More from the Times:
Armed with this information, The Sun jumped into high gear, producing a stream of gossipy, thinly sourced “exclusives” over the next week. One discussed how Harry, desperate to go out with Meghan after first meeting her earlier that year, “pursued her and besieged her with texts until she agreed to a date.” Another featured an unflattering interview with Ms. Markle’s half sister, Samantha, who described Ms. Markle as an ambitious, callous social climber who all but ditched her family when she became famous.
Mr. Portley-Hanks, now 74 and retired, said his data also put the Sun onto the trail of Ms. Markle’s father, Thomas Markle, a former Hollywood lighting director, who fell out with his daughter in a bitter exchange of letters and interviews that would continue to play out in the tabloids even after Ms. Markle married Prince Harry, in 2018.

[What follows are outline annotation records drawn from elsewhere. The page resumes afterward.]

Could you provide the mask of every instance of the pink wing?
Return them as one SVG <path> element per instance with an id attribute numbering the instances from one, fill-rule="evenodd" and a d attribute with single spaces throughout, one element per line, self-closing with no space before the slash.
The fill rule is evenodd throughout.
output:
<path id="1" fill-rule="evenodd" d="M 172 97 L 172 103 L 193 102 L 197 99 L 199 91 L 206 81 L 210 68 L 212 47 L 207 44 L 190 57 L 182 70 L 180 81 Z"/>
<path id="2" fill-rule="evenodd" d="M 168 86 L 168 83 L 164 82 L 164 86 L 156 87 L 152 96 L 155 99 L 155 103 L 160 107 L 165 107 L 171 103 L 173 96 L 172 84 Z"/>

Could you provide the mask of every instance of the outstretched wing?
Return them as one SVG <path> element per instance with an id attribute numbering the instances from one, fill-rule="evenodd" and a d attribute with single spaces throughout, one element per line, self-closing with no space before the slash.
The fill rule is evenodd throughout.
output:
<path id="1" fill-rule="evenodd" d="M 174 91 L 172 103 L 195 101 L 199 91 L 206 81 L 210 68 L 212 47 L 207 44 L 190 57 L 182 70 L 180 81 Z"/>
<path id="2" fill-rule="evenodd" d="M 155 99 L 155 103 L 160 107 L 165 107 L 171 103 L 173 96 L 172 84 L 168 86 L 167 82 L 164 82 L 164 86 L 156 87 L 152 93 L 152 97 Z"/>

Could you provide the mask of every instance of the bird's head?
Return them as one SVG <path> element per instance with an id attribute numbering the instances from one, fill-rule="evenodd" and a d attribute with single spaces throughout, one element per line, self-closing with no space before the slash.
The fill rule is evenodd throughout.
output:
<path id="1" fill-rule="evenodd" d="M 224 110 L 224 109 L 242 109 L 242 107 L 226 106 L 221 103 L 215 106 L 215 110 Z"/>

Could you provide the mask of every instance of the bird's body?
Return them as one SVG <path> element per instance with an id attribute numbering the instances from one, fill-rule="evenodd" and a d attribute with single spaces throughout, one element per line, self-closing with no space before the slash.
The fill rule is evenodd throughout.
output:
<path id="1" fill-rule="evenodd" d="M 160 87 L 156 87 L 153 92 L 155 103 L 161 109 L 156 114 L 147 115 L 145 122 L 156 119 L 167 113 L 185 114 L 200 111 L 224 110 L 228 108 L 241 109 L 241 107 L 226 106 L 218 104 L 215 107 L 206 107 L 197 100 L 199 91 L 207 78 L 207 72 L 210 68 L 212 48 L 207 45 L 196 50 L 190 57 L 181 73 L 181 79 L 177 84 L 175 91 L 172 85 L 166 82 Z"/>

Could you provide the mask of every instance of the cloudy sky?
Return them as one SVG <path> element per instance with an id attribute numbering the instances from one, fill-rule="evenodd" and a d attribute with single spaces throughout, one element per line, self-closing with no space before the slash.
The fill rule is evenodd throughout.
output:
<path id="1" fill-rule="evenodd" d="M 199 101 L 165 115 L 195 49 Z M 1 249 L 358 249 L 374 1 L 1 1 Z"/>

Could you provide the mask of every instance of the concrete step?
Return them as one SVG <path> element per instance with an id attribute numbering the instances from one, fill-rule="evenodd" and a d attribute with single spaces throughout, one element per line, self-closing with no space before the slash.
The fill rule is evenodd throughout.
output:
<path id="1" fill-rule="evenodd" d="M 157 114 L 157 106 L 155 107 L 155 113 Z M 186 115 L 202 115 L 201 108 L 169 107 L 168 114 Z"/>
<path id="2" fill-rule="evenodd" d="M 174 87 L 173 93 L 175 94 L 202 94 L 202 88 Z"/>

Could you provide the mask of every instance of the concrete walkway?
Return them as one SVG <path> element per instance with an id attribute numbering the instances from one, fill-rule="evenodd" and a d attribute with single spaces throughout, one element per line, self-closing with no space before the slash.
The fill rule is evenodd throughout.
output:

As the Times points out, it is legal for licensed private investigators to access this type of information for use in civil and criminal cases, but “it is a violation of U.S. privacy statutes for people to pass these reports on to news organizations” or similar third parties.
Portley-Hanks says The Sun circumvented the law “with a nod and a wink,” saying in an interview that the tabloid “sent me a letter I had to sign that said I wouldn’t use any illegal methods to locate people or do background checks...Then the reporters came back to me and said, ‘But if you want to get work, keep doing what you’ve been doing,’
“I strongly believe that James Beal knew that what I was providing him was obtained illegally,” Portley-Hanks added in an affidavit, which is now in the possession of Harry’s lawyers. Presumably, it will be used to bolster evidence in his phone hacking suit against The Sun and the Daily Mirror; not to be confused with Meghan’s ongoing invasion of privacy suit against several British tabloids.
In all, it helps further explain why the Sussexes found the prospect of life far from the palace and out of the glare of the British press appealing. “We all know what the British press can be like, and it was destroying my mental health,” Harry recently told fellow Briton and evening talk-show host James Corden. “I was, like, this is toxic,” Harry continued. “So, I did what any husband and what any father would do—I need to get my family out of here.”